In a further aspect of the invention there is provided one or more non-transitory computer readable media storing machine-readable instructions which, when executed, cause one or more processors to perform the aforementioned method.

In a further aspect of the invention there is provided a computer program product comprising instructions, which, when the program is executed by a computer, cause the computer to carry out the aforementioned method. Detailed description

Method

Computer implemented

Computer-implemented means that the method involves the use of a computer, computer network or other programmable apparatus, where one or more features are realised wholly or partly by means of a computer program.

Normalization

Normalization across samples of sequencing data is performed to account for differences in sequencing depths. Normalization allows all samples to be put on a common basis. This allows the normalized data to be compared.

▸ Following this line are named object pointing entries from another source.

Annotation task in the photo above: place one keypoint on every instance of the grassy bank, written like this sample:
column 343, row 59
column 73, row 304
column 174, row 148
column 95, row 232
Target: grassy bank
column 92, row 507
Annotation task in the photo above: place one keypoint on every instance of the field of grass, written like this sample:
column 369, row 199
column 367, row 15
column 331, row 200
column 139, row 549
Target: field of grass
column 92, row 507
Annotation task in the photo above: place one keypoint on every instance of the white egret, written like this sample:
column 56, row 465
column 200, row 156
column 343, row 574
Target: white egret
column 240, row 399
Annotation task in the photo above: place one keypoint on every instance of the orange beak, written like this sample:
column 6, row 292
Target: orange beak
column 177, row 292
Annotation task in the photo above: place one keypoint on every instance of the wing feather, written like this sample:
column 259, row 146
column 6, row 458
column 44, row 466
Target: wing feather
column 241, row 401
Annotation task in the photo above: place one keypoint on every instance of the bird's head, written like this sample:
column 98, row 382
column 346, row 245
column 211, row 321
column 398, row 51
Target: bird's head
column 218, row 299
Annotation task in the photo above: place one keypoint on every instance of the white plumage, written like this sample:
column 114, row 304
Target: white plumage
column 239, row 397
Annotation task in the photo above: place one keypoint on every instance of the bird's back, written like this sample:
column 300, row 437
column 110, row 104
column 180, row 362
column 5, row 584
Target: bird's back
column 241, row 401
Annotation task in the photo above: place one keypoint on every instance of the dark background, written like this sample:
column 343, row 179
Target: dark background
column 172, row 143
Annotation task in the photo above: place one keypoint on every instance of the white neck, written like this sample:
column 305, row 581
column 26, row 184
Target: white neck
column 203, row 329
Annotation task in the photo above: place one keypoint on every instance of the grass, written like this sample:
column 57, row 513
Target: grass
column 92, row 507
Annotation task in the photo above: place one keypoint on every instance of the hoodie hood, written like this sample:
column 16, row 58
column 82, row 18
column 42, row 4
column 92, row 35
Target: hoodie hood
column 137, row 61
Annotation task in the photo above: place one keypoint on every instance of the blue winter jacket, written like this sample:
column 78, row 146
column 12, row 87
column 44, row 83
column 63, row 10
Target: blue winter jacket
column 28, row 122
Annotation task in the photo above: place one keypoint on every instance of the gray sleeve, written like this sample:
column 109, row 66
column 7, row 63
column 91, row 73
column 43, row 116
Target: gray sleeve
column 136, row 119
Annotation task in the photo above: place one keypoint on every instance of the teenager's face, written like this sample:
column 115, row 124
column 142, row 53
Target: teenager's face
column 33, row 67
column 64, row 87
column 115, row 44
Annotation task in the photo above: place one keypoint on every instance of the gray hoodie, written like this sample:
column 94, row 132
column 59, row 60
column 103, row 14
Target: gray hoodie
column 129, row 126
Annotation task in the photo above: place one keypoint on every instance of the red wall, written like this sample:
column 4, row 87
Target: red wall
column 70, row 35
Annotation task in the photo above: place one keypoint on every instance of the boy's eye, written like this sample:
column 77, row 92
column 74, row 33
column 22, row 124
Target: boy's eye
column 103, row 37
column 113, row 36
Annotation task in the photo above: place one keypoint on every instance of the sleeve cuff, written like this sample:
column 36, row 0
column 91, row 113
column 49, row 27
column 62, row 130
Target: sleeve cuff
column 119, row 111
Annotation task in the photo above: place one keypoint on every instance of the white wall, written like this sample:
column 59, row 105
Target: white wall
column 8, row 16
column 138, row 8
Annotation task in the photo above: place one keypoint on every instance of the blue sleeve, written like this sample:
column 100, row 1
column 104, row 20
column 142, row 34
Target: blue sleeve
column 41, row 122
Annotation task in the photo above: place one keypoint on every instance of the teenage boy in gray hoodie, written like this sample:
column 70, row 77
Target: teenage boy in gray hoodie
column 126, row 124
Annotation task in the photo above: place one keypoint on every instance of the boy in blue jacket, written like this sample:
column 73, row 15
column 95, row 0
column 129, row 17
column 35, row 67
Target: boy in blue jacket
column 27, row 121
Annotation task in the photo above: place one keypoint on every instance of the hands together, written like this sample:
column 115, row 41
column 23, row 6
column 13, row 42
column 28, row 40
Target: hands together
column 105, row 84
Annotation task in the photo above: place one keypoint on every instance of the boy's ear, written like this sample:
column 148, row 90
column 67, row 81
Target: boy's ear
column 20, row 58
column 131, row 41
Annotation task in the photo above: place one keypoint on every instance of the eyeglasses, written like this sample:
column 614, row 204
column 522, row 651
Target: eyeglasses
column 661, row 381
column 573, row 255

The normalization allows accurate microbe identification in a microbiome sample.

Sequencing data

The sequencing data may be DNA sequencing data. The sequencing data may be DNA sequencing data from bacteria. The sequencing data may be from priming the 16S rRNA genes. That is the sequencing data may be bacterial 16S rRNA sequencing data.

However, the sequencing data may also be from any other microbe within the microbiome sample.

When 16S rRNA gene sequencing data is used, the data may be from priming any of the single variable regions, such as V4 or V6, and/or from priming for example three variable regions, such as V1-V3 or V3-V5.

The sequencing data may also be ITS (internal Transcribed Spacer) region sequencing data. This is used as a fungal identifier. Alternatively or additionally, the 16SrRNA and 18S rRNA genes may be primed from for the fungal sequencing data.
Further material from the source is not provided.